Finding the right creators
The first problem is discovery. Most brands find creators the same way: someone on the team spots them on social media, likes their aesthetic, and adds them to the spreadsheet. It's entirely subjective, inconsistent, and biased toward whoever the team already follows.
A better approach starts with data. Who is your customer? What creators does that demographic actually follow and trust? Whose content drives measurable engagement - not just likes, but saves, shares, and comments that indicate genuine interest?
Tools exist that can analyse creator audiences by demographics, interests, and purchasing behaviour. A creator with 30k followers whose audience is 75% your target customer is worth more than one with 300k followers where only 10% overlap. But you can't see this from their grid.
Automating outreach without losing the human touch
Personalised outreach matters. Creators can spot a mass DM immediately, and it signals that you don't actually care about them or their content.
But "personalised" doesn't mean your marketing manager has to hand-write 400 individual messages. It means building a system that personalises at scale: referencing specific pieces of content you genuinely appreciated, explaining why their audience aligns with your brand, and making the ask clear and respectful.

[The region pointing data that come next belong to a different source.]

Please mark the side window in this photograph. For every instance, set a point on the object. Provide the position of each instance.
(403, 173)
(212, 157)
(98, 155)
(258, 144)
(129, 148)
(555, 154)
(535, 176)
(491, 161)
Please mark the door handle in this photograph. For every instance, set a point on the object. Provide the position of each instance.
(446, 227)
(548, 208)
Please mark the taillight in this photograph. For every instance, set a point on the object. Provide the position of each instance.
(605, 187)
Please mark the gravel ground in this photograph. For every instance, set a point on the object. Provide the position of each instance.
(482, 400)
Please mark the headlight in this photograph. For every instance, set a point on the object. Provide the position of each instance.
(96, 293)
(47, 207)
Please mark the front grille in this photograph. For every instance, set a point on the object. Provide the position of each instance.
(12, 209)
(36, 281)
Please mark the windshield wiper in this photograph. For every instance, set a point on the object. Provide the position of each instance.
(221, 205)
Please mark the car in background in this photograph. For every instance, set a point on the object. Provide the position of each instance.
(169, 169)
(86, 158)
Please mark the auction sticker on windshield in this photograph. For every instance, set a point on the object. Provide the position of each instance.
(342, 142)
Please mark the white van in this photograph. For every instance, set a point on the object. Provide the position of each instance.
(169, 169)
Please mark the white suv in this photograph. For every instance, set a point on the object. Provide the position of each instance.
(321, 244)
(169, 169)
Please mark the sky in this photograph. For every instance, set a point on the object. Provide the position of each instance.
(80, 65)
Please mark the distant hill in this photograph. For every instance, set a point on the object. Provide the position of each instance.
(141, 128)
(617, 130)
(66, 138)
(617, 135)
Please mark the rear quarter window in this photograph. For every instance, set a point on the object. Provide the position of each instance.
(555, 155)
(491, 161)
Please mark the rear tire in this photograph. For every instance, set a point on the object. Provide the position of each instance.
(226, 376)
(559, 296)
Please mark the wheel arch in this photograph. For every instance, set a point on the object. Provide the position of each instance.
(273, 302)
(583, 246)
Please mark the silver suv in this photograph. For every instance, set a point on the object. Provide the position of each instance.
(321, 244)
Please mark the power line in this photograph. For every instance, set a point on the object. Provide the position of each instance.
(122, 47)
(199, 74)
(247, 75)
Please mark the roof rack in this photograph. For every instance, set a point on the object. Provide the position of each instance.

The outreach should feel personal because the selection was personal - you chose this creator for specific, data-informed reasons. Communicate those reasons.
Automate the follow-ups, the scheduling, the contract distribution, and the brief sharing. Keep the initial outreach and relationship-building human.
Ensuring diversity
This is where the "spotted them on Instagram" approach fails most obviously. When discovery is driven by who your team already follows, you end up with a homogenous creator roster that doesn't represent your actual customer base.
Diversity in creator programmes isn't just an ethical imperative - it's a business one. Customers want to see people who look like them using and recommending products. A foundation brand that only works with creators in a narrow range of skin tones is leaving both audience trust and revenue on the table.
Build diversity requirements into your selection criteria from the start. Set targets for representation across skin tones, ages, body types, and geographies. Use data to find creators across communities you might not organically discover. And audit your programme quarterly to ensure you're meeting your own standards.
Tracking performance that matters
Most brands track creator performance using engagement metrics: views, likes, comments. These feel good but tell you almost nothing about business impact.
What you should be tracking:
Cost per acquisition. How much did you pay this creator, and how many customers did they drive? This requires proper attribution - unique links, discount codes, or pixel-based tracking.
Customer quality. Do customers acquired through this creator buy again? What's their average order value compared to customers from other channels? A creator who drives 100 one-time purchasers is less valuable than one who drives 30 customers who buy three times each.
Content value. Beyond the direct partnership, did the creator produce content you could repurpose for your own channels or ads? Some creators produce content that works brilliantly as paid social creative - that's additional value beyond the partnership itself.
Scaling without chaos
The shift from managing creators in a spreadsheet to running a real programme requires three things:
A central platform where every creator relationship, contract, brief, deliverable, and performance metric lives in one place. Not scattered across email, DMs, Google Sheets, and someone's memory.
Clear processes for every stage: discovery, vetting, outreach, contracting, briefing, content approval, payment, and performance review. When someone leaves the team, the programme shouldn't collapse.
Regular performance reviews that inform future decisions. Double down on creators who drive results. Part ways respectfully with those who don't. And keep testing new creators to avoid over-reliance on a small group.
Creator collaborations are one of the most powerful tools in beauty marketing. They just need to be run like a business function, not a side project.